Gersberg sees Blue Gold as an opportunity for SDSU and the San Diego region at large to do globally important work.
“My vision is that San Diego will become a world-recognized hub for water research,” he said.
A world away
On the other side of the world, SDSU environmental engineering professor Natalie Mladenov and a handful of students are experimenting with lower-tech solutions for water reuse. Mladenov leads a National Science Foundation–funded program that gives students an international perspective on water treatment through first-hand work in the impoverished outskirts of Durban, South Africa.
“South Africa’s urban centers are first-world, but its surrounding areas are very poor and there’s a major lack of sanitation infrastructure,” said Mladenov, who is also a core faculty member of SDSU’s Blue Gold initiative.
This past summer, she led the program’s first cohort of students—two undergrads and a grad student from SDSU, plus one professor and two undergrads from California State Polytechnic University, Pomona—as they teamed up with scientists from the University of KwaZulu-Natal to explore the potential of implementing a simple and cheap water treatment system to improve community life. The goal isn’t to produce potable water, but to purify it enough to make it safe to reintroduce to constructed wetlands, where natural environmental processes eventually render it usable for agriculture.

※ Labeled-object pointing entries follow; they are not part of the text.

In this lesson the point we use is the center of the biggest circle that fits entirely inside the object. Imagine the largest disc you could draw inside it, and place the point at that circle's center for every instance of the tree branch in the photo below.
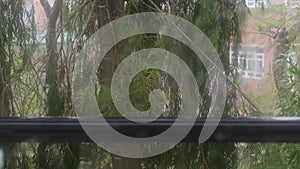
(47, 7)
(56, 9)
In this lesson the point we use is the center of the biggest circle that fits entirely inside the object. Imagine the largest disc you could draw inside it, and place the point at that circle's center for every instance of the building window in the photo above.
(292, 3)
(255, 3)
(250, 62)
(30, 13)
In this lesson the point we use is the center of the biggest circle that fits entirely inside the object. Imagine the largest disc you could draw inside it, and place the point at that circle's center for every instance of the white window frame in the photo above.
(247, 54)
(292, 3)
(255, 3)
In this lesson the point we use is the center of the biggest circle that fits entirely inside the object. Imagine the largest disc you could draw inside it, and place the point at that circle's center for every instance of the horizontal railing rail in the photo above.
(228, 130)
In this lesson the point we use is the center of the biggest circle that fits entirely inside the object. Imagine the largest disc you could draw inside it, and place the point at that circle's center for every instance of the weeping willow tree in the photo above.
(221, 22)
(72, 23)
(16, 45)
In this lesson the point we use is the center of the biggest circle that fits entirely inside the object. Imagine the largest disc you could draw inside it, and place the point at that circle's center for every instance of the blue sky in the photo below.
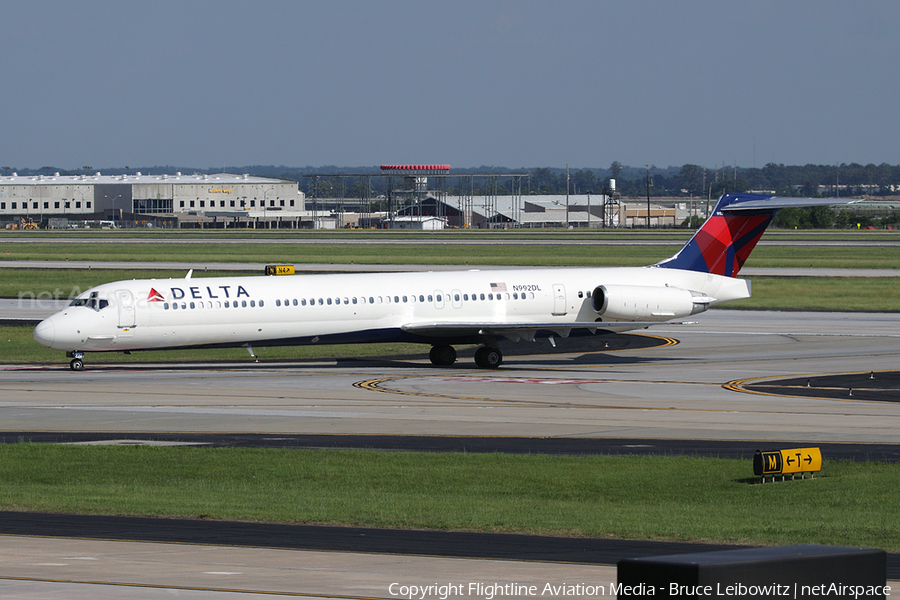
(516, 84)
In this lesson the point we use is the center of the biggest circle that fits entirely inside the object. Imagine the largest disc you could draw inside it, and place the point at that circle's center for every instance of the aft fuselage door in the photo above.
(456, 297)
(125, 304)
(559, 299)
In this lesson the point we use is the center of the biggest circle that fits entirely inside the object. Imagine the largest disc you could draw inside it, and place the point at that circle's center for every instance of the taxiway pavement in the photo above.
(695, 385)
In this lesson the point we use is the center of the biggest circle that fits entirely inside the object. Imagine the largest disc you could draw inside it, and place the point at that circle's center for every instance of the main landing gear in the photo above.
(486, 357)
(77, 362)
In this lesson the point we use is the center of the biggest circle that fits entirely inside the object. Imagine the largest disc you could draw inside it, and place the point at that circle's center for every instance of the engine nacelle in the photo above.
(646, 303)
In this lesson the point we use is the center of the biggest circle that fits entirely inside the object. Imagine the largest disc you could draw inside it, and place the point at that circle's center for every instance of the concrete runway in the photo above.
(688, 388)
(674, 392)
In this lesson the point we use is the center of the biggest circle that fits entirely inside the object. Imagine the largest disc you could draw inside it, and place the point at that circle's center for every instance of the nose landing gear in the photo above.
(77, 362)
(488, 358)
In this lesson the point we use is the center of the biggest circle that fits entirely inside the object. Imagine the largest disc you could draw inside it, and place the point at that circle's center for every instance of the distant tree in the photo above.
(729, 186)
(583, 181)
(690, 178)
(819, 217)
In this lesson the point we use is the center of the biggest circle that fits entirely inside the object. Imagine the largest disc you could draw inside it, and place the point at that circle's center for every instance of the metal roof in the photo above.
(137, 178)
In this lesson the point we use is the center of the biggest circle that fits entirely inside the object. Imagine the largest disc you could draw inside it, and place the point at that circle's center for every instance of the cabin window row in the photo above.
(226, 304)
(400, 299)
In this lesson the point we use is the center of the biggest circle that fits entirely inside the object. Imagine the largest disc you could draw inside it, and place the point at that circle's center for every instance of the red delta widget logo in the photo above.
(201, 293)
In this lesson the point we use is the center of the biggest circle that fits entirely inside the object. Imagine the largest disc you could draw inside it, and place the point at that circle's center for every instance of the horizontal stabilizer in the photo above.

In a tiny community outside Durban, the team has built what’s known as a gravity-driven, multi-chamber anaerobic baffled reactor. In a large underground container, wastewater enters from the top, then flows through a series of chambers separated by seven gradually lowering walls. As each chamber fills up, the water breaches the walls and spills over into the next chamber. The solids and waste settle into the bottoms of the chambers and the water gets progressively purer as it passes through the system. All the while, bacteria break down the organic matter in the waste, further purifying it.
“By the time it gets over the seventh wall, it’s pretty clean,” Mladenov said.
Cost effective
It requires no energy input once the system is built, so it’s incredibly cost effective. And as an added bonus, the methane produced in the reactor can one day be used for energy generation for the community.
As part of an experiment, Mladenov and the students are sampling the waste at different points as it passes through the system to see how the organic matter breaks down over time and under different conditions.
By learning more about this, they hope to be able to improve upon the reactor’s design and find ways to optimize the purity of the output. And it’s not just the residents of South Africa who can benefit from this approach. Mladenov believes there’s a place for this kind of technology closer to home, as well.
“The technology may not be that innovative, but the community-focused approach is,” she said. “In the United States, at a community scale, something like this could be implemented as a decentralized system that produces water for watering lawns, flushing toilets, sustaining community gardens, and other uses.”
Climate change will likely make severe droughts more frequent and persistent in our region, so it’s important to explore everything we can do to get the most out of every drop.
“How well regions deal with climate change will be the difference between regions that will thrive and those that will wither,” Razak said.